Catholic bishop (1918-2014)

John Mackey (11 January 1918 – 20 January 2014) was the ninth Bishop of Auckland, New Zealand (1974–1983).

Born in Bray, County Wicklow in Ireland, he came at the age of six to New Zealand with his widowed mother to live with Father John O'Byrne, who was his mother's brother and parish priest of Epsom.

He received his secondary education at Sacred Heart College, Auckland and studied for the priesthood at New Zealand's National Seminary, Holy Cross College, Mosgiel. He was ordained a priest on 23 November 1941 in Auckland, and received episcopal consecration in Rome from Pope Paul VI on 30 June 1974. Mackey was Bishop of Auckland from 1974 until his retirement due to a recurring health problem in 1983.

Previously he had been professor of church history at Holy Cross College and lecturer in church history at the University of Otago. He gained a doctorate in education and a master's degree in history and was awarded a Fulbright Scholarship and a graduate scholarship to the University of Notre Dame (South Bend, Indiana), studying there for two years before returning to take up the appointment of director of education for the Auckland diocese. With the passage of the Private Schools Conditional Integration Act 1975, while he was Bishop of Auckland, Mackey played a key role in the integration of Catholic schools into the state system, developing a close working relationship with the Minister of Education, Merv Wellington.

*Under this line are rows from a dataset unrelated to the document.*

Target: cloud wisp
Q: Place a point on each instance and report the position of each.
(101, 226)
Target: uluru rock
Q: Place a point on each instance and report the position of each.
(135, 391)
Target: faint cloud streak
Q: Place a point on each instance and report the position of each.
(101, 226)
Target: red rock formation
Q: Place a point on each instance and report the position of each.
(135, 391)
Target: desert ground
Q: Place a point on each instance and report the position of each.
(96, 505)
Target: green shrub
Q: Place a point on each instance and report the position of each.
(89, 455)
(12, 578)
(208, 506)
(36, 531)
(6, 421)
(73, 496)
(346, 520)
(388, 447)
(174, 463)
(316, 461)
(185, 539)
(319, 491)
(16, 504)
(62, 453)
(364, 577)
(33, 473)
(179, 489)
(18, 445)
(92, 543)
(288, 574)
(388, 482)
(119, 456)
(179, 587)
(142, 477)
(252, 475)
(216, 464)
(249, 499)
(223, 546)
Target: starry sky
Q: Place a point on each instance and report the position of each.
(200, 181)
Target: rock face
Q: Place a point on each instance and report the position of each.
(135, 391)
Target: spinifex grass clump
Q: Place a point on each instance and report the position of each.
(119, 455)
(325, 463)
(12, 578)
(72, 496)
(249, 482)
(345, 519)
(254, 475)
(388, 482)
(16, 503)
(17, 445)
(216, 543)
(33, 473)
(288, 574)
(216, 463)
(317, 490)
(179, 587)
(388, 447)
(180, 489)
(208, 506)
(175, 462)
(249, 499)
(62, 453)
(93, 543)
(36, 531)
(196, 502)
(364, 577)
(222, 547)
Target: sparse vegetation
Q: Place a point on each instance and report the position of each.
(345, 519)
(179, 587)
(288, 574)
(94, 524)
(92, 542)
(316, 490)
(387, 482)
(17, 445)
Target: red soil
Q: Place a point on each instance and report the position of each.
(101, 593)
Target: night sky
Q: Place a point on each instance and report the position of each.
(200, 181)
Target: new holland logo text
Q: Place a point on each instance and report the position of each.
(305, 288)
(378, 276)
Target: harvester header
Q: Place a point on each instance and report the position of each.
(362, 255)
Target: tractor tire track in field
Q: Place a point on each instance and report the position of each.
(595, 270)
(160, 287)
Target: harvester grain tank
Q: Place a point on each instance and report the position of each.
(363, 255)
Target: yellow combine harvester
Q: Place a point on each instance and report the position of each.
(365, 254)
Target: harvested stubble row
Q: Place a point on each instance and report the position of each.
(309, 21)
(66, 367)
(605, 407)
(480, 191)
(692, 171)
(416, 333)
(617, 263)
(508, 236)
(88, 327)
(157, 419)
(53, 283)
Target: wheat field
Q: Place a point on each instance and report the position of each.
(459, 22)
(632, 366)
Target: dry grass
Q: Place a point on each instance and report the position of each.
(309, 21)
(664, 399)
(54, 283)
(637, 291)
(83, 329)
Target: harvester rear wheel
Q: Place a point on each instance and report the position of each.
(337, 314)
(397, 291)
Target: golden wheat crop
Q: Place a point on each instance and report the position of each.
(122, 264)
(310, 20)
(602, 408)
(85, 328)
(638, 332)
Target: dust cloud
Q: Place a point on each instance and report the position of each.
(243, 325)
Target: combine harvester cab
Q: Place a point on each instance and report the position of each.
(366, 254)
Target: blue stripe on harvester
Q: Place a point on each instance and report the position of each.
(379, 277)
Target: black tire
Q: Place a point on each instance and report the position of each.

Another event of his episcopate was the creation of the Diocese of Hamilton out of the area of the Auckland diocese located south of Auckland city.

In the 1983 New Year Honours, Mackey was appointed a Commander of the Order of the British Empire, for services to education.

In the earlier years of his retirement, Mackey was a guest lecturer in New Zealand and abroad and conducted occasional courses in Church History at Holy Cross College. He supervised the preparation of the new faith education programmes for Catholic secondary schools on behalf of the New Zealand bishops. He was the author of three books. Until shortly before his death, Mackey continued to write on a variety of subjects, including reviews and reflections for Catholic publications.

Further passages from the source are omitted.